Raffiniert, sag ich nur. Schließlich könnte ich jetzt auch sagen, sofern ich im Lotto gewinne, kaufe ich dir ein Auto. Letzten Endes wiegen sich die ‚Förderer‘ nur in Sicherheit und haben Angst zu investieren.
Das ist wie auf dem Aktienmarkt: die Leistungskurve steigt, aber kann auch plötzlich fallen. Geduld ist gefragt und geschicktes Investment, damit der Kurs wieder steigt und sich die Anlage rentiert.
Wir haben Unmengen an potentielles Kapital. Sportbegeisterte voller Leidenschaft und Ehrgeiz. Noch… denn derzeit wird die Leidenschaft und die Sinnfrage hart auf die Probe gestellt.
Im Gegensatz zum Aktienmarkt liegt es im Leistungssport dagegen mehr in unserer Hand, wie sich unsere Investitionen letztlich auszahlen. Schließlich haben wir es mit Menschen zu tun und nicht mit berechenbaren Logarithmen. Natürlich ist selbst im Aktienmarkt nicht alles berechenbar, sonst würde es keine Wirtschaftskrisen geben. Aber genau da liegt die Schnittstelle: Wir jonglieren mit Zahlen und machen an ihnen fest, ob sie erfolgsversprechend sind oder nicht und vergessen im Leistungssport den Menschen mit einzubeziehen. Aber von dieser Menschlichkeit brauchen wir mehr. Genau so wie Verständnis und Rücksicht.
Nicht die Förderer sollten sich in Sicherheit wiegen, sondern die Athleten, damit sie sich gänzlich auf ihren Sport konzentrieren können. Und das verlangt eine angemessene Unterstützung und ein offenes Ohr für die Belange der Athleten – das Recht auf Mitsprache. Dann erst dürfen wir von Erfolgsaussichten sprechen.

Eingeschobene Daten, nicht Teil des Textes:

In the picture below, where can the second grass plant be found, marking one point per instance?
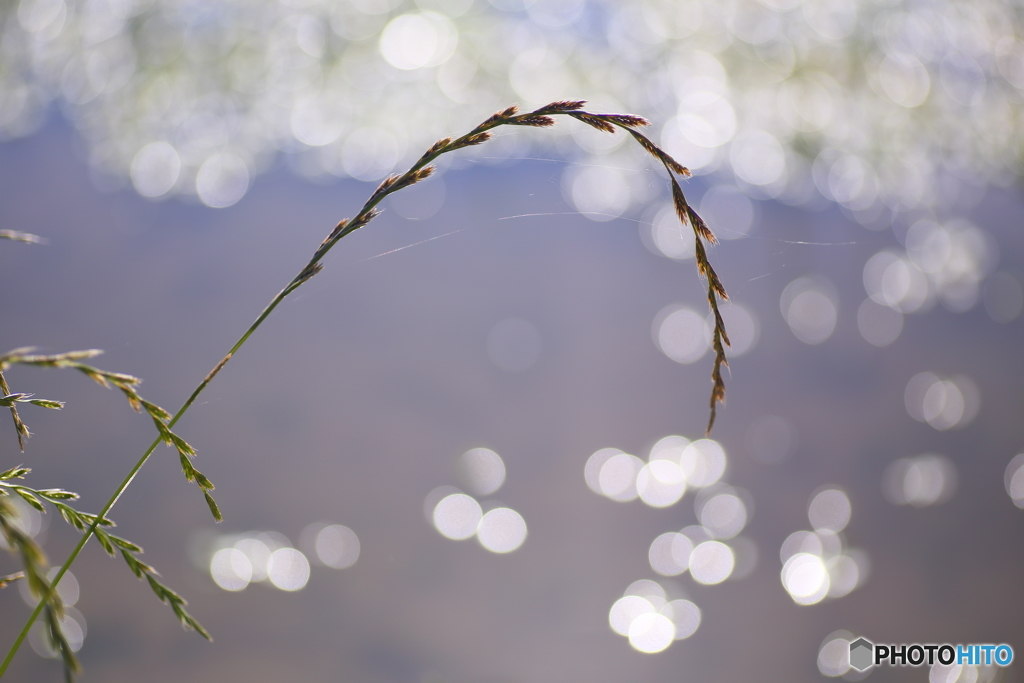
(422, 169)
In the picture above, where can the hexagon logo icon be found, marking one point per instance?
(861, 653)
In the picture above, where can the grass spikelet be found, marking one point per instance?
(500, 117)
(90, 524)
(659, 154)
(19, 427)
(534, 120)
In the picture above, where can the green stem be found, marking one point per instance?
(303, 274)
(343, 228)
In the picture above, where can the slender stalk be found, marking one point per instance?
(420, 171)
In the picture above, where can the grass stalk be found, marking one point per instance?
(419, 171)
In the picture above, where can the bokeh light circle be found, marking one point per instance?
(502, 530)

Es sollte lukrativ sein, in die Förderung selbst zu investieren, anstatt in den fertigen Erfolg. Erst dann ist es auch für den Nachwuchs lukrativ, sich jenem System hinzugeben.

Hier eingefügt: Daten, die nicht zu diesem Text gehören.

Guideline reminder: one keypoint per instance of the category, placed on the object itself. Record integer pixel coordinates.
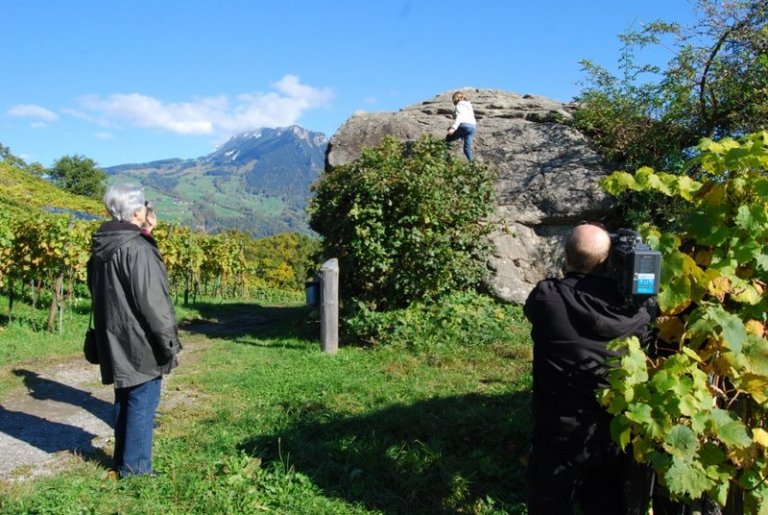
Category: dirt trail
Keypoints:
(64, 411)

Und in den fertigen Erfolg zu investieren, ist schließlich auch so nicht möglich. Wenn wir mehr Goldmedaillen um die Hälse legen wollen, müssen wir auch etwas dafür tun. Erst dann sind wir tatsächlich ein authentischer ‚Armstützer‘ und dürfen uns als Anleger zu Recht auf die Schulter klopfen.
Die alleinige Förderung und damit verbunden die Hoffnung auf Medaillen ist natürlich auch ein Punkt, der durch die deutlichen Dopingenthüllungen der letzten Jahre keinesfalls eine Garantie darstellt und einen sehr makaberen Beigeschmack hat. Vielmehr muss die Grundfrage gestellt werden, was ‚wir‘ für den Spitzensport eigentlich leisten wollen und ob es überhaupt möglich ist, selbst mit einer sehr guten Förderung, Spitzenplätze zu erreichen? Max Hartung sagt dazu:
„Ich empfinde bei allen Medaillenforderungen, gerade nach dem Russland-Skandal, einen faden Beigeschmack. In der jetzigen Situation finde ich es unverantwortlich, hohe Medaillenziele zu setzen und damit den Verband, den Verein, alle bis runter zum einzelnen Sportler existentiell unter Druck zu setzen. Zumal wir in Deutschland ganz sicher nicht den Erfolg um jeden Preis wollen, das hat auch unser Bundespräsident beim Empfang der Olympiamannschaft am Römer sehr schön gesagt“ (Dreis (FAZ), 2016)
Insgesamt bleibt dieses Thema enorm komplex und schwierig zu bewerten, geschweige denn einen einfachen Lösungsweg zu präsentieren, weil die Überschneidungen der verschiedenen Themenbereiche enorm sind.
Einen sehr guten Überblick zur aktuellen Diskussion gibt es hier!
Fazit: Die Sportfunktionäre und Athleten sind sich dahingehend einig, dass sich an der bestehenden Sportförderung etwas ändern muss. Problem allerdings, dass die Reform-Ansätze weiterhin leistungsorientiert scheinen und den Athleten außen vor lassen. Was paradox ist, wo doch die Athleten es sind, die die Leistung erbringen müssen. Und dabei gilt es sie zu unterstützen, Potenziale zu FÖRDERN und nicht allein Medaillen zu FORDERN. Eine Unterstützung darf sich nicht an scheinbar lukrativen Zahlenwerten festmachen, sondern bedarf menschliche Zuwendung. Keine messbare Vergleichbarkeit, sondern subjektive Wertschätzung.
Der Athlet muss in den Fokus rücken. Folglich sollte auch er die erste Anlaufstelle sein, wenn Reformierungen vorgenommen werden. Die Athleten wissen nämlich am Besten, woran es fehlt.